So even nearly-neutral deletirious mutations in bacteria have an impact on the phenotypic level on which natural selection can happen. If you propose that in eukaryotes deleterious mutations have no effect on the phenotype, I should be fascinated to know in what sense they are deleterious.
Likewise, beneficial mutations are rapidly fixed in a population, and the fast accumulation of such mutations makes the optimization of bacteria populations to new conditions very fast (sometimes in a matter of days) Thus, there is no muller's ratchet in those populations. You might want to look up the term: "Muller's ratchet". It is, by definition, a mechanism which causes the accumulation of deleterious mutations in asexually reproducing organisms. Such as bacteria.
There is not much difference between the noise in yeast and in bacterias, and so again no muller's ratchet. Again, you should define "noise", look up Muller's ratchet, and try to provide a shred of a scrap of a scintilla of evidence for anything you're saying.
The difference I could see would be in their mutations rates. Eukaryotic (if I'm not mistaken) have more efficient mutation-correcting mechanisms which would slow down any adaptation compared to bacterias. And presumably would also "slow down" these hypothetical mutations which cause extinction but are invisible to natural selection. P.S: YEAST IS A EUKARYOTE. I may have mentioned it once or twice. If your excuse depends on the genetic differences between prokaryotes and eukaryotes, then it does not apply to yeast.
Funny how E.Coli capable of feeding on citrate had already been identified in the past, but were nonetheless recognized as mutant E.Coli Not at all funny. As with Lenski's experiment, they knew that they were looking at E. coli.
You would not find Lenski's bacteria in the wild if 'the wild' would be in oxygen rich conditions. You have to remember that it was known before Lenski's experiment that E.Coli could ''feed'' on citrate in anaerobic conditions. Lenski put his E.Coli in a very citrate-rich environnment, with very little glucose, keeping them in some sort of starvation mode so that if a mutation could get the citrate inside the cell, it would be beneficial due to a high concentration of citrate. And they adapted to these conditions. Rather than, for example, going extinct. Biology: 1; Creationist gibberish: 0.

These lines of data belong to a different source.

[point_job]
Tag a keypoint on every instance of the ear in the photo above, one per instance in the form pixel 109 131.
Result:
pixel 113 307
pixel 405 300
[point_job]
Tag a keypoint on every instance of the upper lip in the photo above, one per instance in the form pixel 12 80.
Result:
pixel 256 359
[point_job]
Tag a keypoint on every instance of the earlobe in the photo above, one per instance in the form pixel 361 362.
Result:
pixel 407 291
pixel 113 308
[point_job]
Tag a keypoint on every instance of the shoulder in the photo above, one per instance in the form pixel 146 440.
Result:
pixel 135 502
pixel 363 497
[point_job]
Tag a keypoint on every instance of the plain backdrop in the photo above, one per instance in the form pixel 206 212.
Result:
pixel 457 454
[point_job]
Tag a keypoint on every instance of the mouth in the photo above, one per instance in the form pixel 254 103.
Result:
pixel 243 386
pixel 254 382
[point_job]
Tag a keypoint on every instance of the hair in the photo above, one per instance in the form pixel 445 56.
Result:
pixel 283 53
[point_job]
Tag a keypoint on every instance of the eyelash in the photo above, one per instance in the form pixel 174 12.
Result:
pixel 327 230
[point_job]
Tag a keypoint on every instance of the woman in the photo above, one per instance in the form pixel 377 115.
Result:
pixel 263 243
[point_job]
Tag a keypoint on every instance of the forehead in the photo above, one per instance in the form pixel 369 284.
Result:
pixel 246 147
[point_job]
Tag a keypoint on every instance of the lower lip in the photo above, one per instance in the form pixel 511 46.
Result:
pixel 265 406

Although the fitness of the bacteria has increased, it has come at a cost: Of course. All adaptations come at a cost.
If you take Lenski's E.Coli, and give them an abundance of glucose, they will not only regain their ability to feed on it, they will also loose their citrate-feeding capability Evolution strikes again!
Put them in different environnments, and they will develop different 'new traits' accordingly. But all in all, they will always remain E.Coli. Apart from not having one of the defining characteristics of E. coli. Just like, "all in all", humans are still monkeys. Edited by Dr Adequate, : No reason given. Edited by Dr Adequate, : No reason given.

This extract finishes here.